Azure ML job logging issues - Transformers model
I am working in azure trying to run a job that calls a training notebook. I can train and even evaluate my model just fine within said notebook but when I try to log it at the end it throws errors. The error that I am seeing is
[0;31mHFValidationError[0m: Repo id must be in the form 'repo_name' or 'namespace/repo_name': './models/finetuned_llama3/'. Use
repo_type argument if needed.
From some research it seems that this means that it is trying to pull straight from hugging face based on my artifact path. I know that the the model exists where I am referencing because I am logging the directory and can see it exists there. I have tried setting arguments and environment variables telling it not to look for a repo with no success.
Here is what my logging logic looks like:
job_model_path = 'models/finetuned_llama3'
peft_model = AutoPeftModelForCausalLM.from_pretrained(
job_model_path,
config=LoraConfig(
r=lora_config_dict["r"],
lora_alpha=lora_config_dict["lora_alpha"],
target_modules=lora_config_dict["target_modules"],
lora_dropout=lora_config_dict["lora_dropout"],
bias=lora_config_dict["bias"],
task_type=lora_config_dict["task_type"] ),
device_map="cuda"
)
peft_model.model.config.quantization_config.use_exllama = True
peft_model.model.config.quantization_config.exllama_config = {"version": 2}
mlflow.transformers.log_model(
transformers_model={"model": peft_model, "tokenizer": tokenizer},
artifact_path="finetuned_llama3", # Ensure the artifact path is correct
registered_model_name="huggingface-finetuned-model",
task="text-generation" # Specify the task type here
)
When I try to log the model in this manner in an ML studio notebook it works as expected so it’s something with how we configure the job
Being that the mlflow flavor is relatively new it has been hard to find a ton of stuff out there about it. I have tried to find other posts / forums about this issue but haven’t found anything that was helpful. GPT and Copilot seem to have no clue how to solve my issue either.

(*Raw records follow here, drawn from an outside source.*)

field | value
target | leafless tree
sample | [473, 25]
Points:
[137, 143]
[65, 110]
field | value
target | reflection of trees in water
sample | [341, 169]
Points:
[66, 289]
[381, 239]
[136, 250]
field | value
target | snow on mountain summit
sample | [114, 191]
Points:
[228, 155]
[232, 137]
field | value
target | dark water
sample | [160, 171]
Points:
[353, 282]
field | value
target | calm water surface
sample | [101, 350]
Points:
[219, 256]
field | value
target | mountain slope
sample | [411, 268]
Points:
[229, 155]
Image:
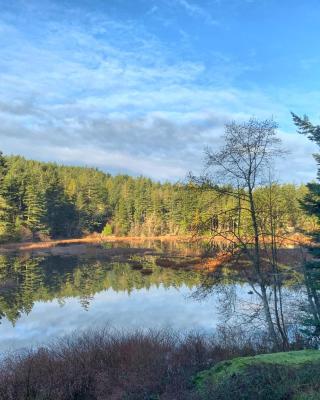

I’ve seen people say that my artifact path cannot look like a full URL so I have changed that variable many times from full URLs to relative ones. I have also played around with my ‘transformers_model’ argument inputs from referencing the objects to just inputting the path.
I am expecting this to log a model to the azure model registry.
For reference this is the model we are finetuning: (astronomer/Llama-3-8B-Instruct-GPTQ-8-Bit · Hugging Face)
I've posted this question on on the hugging face forums and stackoverflow but this seems like it is an azure specific issue.